御三家の桜姫

「そもそも、文理教室に連れていかれる前に松隆くんが気付いてた可能性も、あるよね?」


 あの文理教室がある第三校舎は、二年生の教室がある第二校舎と、生徒会室等がある本校舎との間。文理教室にはカーテンが引かれていたから、本校舎からは見えない。廊下側の窓はすりガラスだから、やはり第二校舎からも見えない。

 つまり、松隆くんが私達を目撃できたとしたら、それは、笛吹さんと鉢合わせてしまった場所から文理教室に来るまでの間しかない。その場合、私達が文理教室に閉じ込められる前に止めることだってできたはずだ。

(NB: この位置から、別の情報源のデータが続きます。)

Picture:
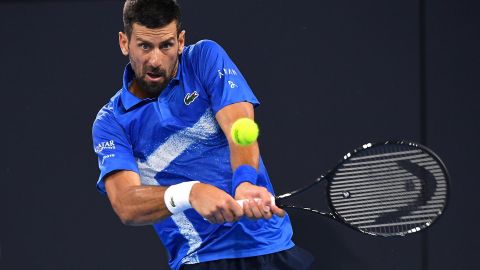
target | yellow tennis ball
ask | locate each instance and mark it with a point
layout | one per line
(244, 131)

 どう考えても、松隆くんが何かを待っていたとしか思えなかった。

 沈黙が落ちた。じっと見つめる先の松隆くんはいつもの微笑を浮かべたまま、静かに口を開く。


「正解」


 それは、確信していたとおりの答えだった。


「最初に謝っておくよ。襲われる直前まで、廊下で桜坂と相手の遣り取りを聞いてたことはね」


 やっぱり、もっと前から文理教室の前まで来てたんだ。


「俺、七組だからね。教室から、第三校舎の三階廊下が見えるんだよ」


 つまり、松隆くんは、文理教室に向かう私達を見ていた。


「桜坂一人だけならすぐに助けようと思ったけど、取り巻きが見えたからね。特に、遼から、最近桜坂の周りにいるハイエナの話は聞いてたから。ここできちんと掃除をするのもいいかと思って利用させてもらった」


 利用とまでいわれたのに、(なじ)ることも、否定することさえもできなかった。だって、御三家の目的は透冶くんの死の真相であって、私を守ることじゃない。あくまで私はついでだ。

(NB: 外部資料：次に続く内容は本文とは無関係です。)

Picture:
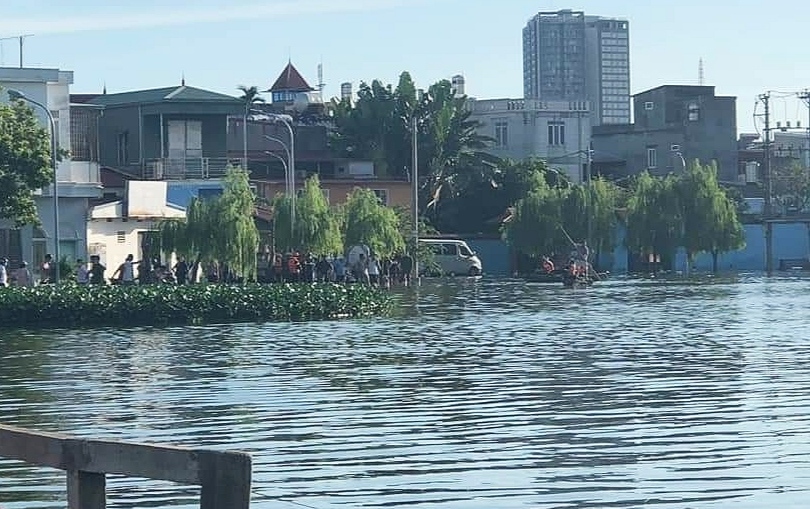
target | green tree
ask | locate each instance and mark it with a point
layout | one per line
(369, 222)
(25, 162)
(790, 182)
(486, 193)
(710, 221)
(534, 226)
(654, 215)
(378, 127)
(218, 230)
(317, 227)
(250, 97)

 でも最近の一般生徒は勘違いをしている。御三家は生徒会の敵対勢力で、一般生徒を生徒会から守ってくれるのだと。前者に関しては都合がよくても、後者に関してはあんまり調子に乗られても厄介事が増えるだけで迷惑だ。だから、あくまでも守るのは私だけなのだと示すために、私が襲われる直前までは来なかった。

 ただ、私を守るのはついでとはいえ契約には変わりない。だから、私は襲われてはいない。

 それは、御三家のスタンスを維持しつつ、私との契約を守る、ギリギリのライン。もし私が御三家の立場でも、その見極めは同じになるだろう。だから松隆くんを否定することはできない。